I’ve not seen any side effects on Windows machines at this time.  I’ve even patched a workstation and left another workstation unpatched to see if there was any issues.  I personally saw none.  I have seen reports of issues where after installing the update on the Windows based machine, folks couldn’t use the RDP client on a Mac to remote into the Windows machine.  So on a consumer machines, if you only RDP between Windows machines you should be fine.  For a mixed network with Macs or other non Windows machines that use RDP protocol, check with your vendors for updates.

In May the setting to set the protocol so that clients can’t fall back to using insecure versions of the CredSSP will kick in and thus there is no other action you need to do on standalone peer to peer networks other than to make sure that if you use RDP to remote into computers that all of your remoting still works after you apply the updates.

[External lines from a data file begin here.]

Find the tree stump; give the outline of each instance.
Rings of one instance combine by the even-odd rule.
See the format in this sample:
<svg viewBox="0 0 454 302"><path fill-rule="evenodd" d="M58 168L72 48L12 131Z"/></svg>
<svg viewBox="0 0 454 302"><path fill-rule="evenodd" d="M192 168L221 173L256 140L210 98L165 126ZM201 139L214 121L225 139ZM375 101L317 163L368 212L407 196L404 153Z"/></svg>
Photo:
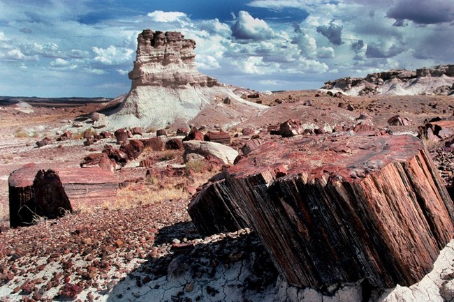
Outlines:
<svg viewBox="0 0 454 302"><path fill-rule="evenodd" d="M56 168L49 170L51 172L43 172L41 167L34 164L26 165L13 171L9 176L10 225L12 227L27 225L33 220L31 215L24 214L21 209L29 208L33 213L37 214L36 217L53 218L66 210L78 211L112 204L116 200L118 183L112 172L98 167ZM59 183L61 185L61 190ZM50 204L57 204L56 208L51 209L51 206L46 205L49 203L46 200L51 199L46 197L47 195L52 197L54 202ZM68 206L65 195L68 199Z"/></svg>
<svg viewBox="0 0 454 302"><path fill-rule="evenodd" d="M300 287L363 278L409 286L454 232L453 202L421 142L408 135L267 142L220 186L228 193L206 200L237 203L281 274Z"/></svg>
<svg viewBox="0 0 454 302"><path fill-rule="evenodd" d="M205 236L235 232L249 227L238 203L224 179L205 186L193 198L188 213L199 232Z"/></svg>

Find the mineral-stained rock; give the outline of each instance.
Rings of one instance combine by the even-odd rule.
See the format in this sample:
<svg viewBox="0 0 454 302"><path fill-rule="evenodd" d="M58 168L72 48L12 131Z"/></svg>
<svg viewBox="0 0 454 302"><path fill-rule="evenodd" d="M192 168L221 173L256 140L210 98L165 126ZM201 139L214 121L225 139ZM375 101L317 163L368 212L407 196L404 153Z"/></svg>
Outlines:
<svg viewBox="0 0 454 302"><path fill-rule="evenodd" d="M13 227L29 223L28 220L33 219L30 213L24 213L27 209L38 214L36 217L54 218L54 215L64 213L65 210L80 210L115 202L118 186L113 174L99 167L57 168L46 172L34 164L13 172L8 185L10 225ZM69 206L64 193L69 200ZM50 203L50 197L55 202ZM49 209L52 204L58 204L54 211Z"/></svg>
<svg viewBox="0 0 454 302"><path fill-rule="evenodd" d="M264 143L216 186L205 190L215 197L198 199L237 204L281 274L300 287L413 284L454 234L453 202L409 135Z"/></svg>
<svg viewBox="0 0 454 302"><path fill-rule="evenodd" d="M142 160L139 163L139 166L140 167L144 167L147 168L147 167L152 167L152 165L153 165L153 160L152 160L151 159L148 159L148 158L145 159L145 160Z"/></svg>
<svg viewBox="0 0 454 302"><path fill-rule="evenodd" d="M410 119L400 115L395 115L388 120L388 124L389 126L408 126L412 123L413 122Z"/></svg>
<svg viewBox="0 0 454 302"><path fill-rule="evenodd" d="M233 165L235 158L238 156L236 150L219 143L190 140L183 142L184 153L195 153L203 156L211 156L222 160L224 163Z"/></svg>
<svg viewBox="0 0 454 302"><path fill-rule="evenodd" d="M161 137L140 139L140 142L143 144L144 149L149 149L153 151L163 151L164 149L164 142Z"/></svg>
<svg viewBox="0 0 454 302"><path fill-rule="evenodd" d="M454 121L430 121L421 130L426 139L437 142L454 136Z"/></svg>
<svg viewBox="0 0 454 302"><path fill-rule="evenodd" d="M183 142L188 140L203 140L204 136L203 133L199 130L197 130L196 128L193 128L189 131L189 133L183 139Z"/></svg>
<svg viewBox="0 0 454 302"><path fill-rule="evenodd" d="M289 119L279 126L279 134L284 137L298 135L304 133L305 128L299 119Z"/></svg>
<svg viewBox="0 0 454 302"><path fill-rule="evenodd" d="M143 131L142 131L140 127L133 127L131 129L131 133L133 135L142 135L143 134Z"/></svg>
<svg viewBox="0 0 454 302"><path fill-rule="evenodd" d="M167 136L166 129L158 129L156 130L156 136Z"/></svg>
<svg viewBox="0 0 454 302"><path fill-rule="evenodd" d="M109 158L105 153L89 154L85 156L82 163L80 163L80 167L82 168L99 167L104 170L111 172L115 171L115 160Z"/></svg>
<svg viewBox="0 0 454 302"><path fill-rule="evenodd" d="M124 128L118 129L114 133L114 135L118 143L128 140L128 130Z"/></svg>
<svg viewBox="0 0 454 302"><path fill-rule="evenodd" d="M192 199L188 213L203 235L235 232L249 227L238 203L224 179L211 183Z"/></svg>
<svg viewBox="0 0 454 302"><path fill-rule="evenodd" d="M243 154L247 156L253 150L257 149L258 146L262 144L262 141L260 139L254 138L253 139L249 139L241 147L241 151Z"/></svg>
<svg viewBox="0 0 454 302"><path fill-rule="evenodd" d="M52 139L50 139L49 137L44 137L43 139L36 142L36 146L38 146L38 148L41 148L43 146L50 144L51 142Z"/></svg>
<svg viewBox="0 0 454 302"><path fill-rule="evenodd" d="M173 138L166 142L166 149L168 150L182 150L183 148L183 143L179 138Z"/></svg>
<svg viewBox="0 0 454 302"><path fill-rule="evenodd" d="M207 142L214 142L223 144L230 143L230 135L224 131L208 131L203 137Z"/></svg>
<svg viewBox="0 0 454 302"><path fill-rule="evenodd" d="M122 151L113 148L105 148L103 150L103 153L107 154L109 158L114 160L120 166L124 166L128 162L128 156Z"/></svg>
<svg viewBox="0 0 454 302"><path fill-rule="evenodd" d="M143 143L138 139L130 139L127 144L122 145L120 151L124 152L128 158L137 158L143 151Z"/></svg>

Domain/Network recommendations:

If you are in a domain setting whereby you connect to a file server (not peer to peer), but something called a domain controller, here’s where the guidance differs as Microsoft recommends you roll these settings out now.  You actually need to set registry keys or group policy settings to allow for the phase in of this update.

You can make the registry change/group policy in advance before you roll out the updates.

In a Windows 10 Pro – when you go into edit group policy you can see the setting there.

Double click to enable it and then set it to the value of Mitigated.  “Mitigated” whereby “Client applications that use CredSSP will not be able to fall back to insecure versions” will be the default value in May.

Test.  See if anything breaks.  If it does, set it to vulnerable and then go see about getting an update to the RDP client that doesn’t work.

Microsoft has stated that

We recommend that administrators apply the policy and set it to  “Force updated clients” or “Mitigated” on client and server computers as soon as possible.  These changes will require a reboot of the affected systems.

Hopefully I’ve made this a bit more clearer?  I’ll be working on updating the master patch listing for March and will post it Wednesday and will keep an eye out for any other issues along the way.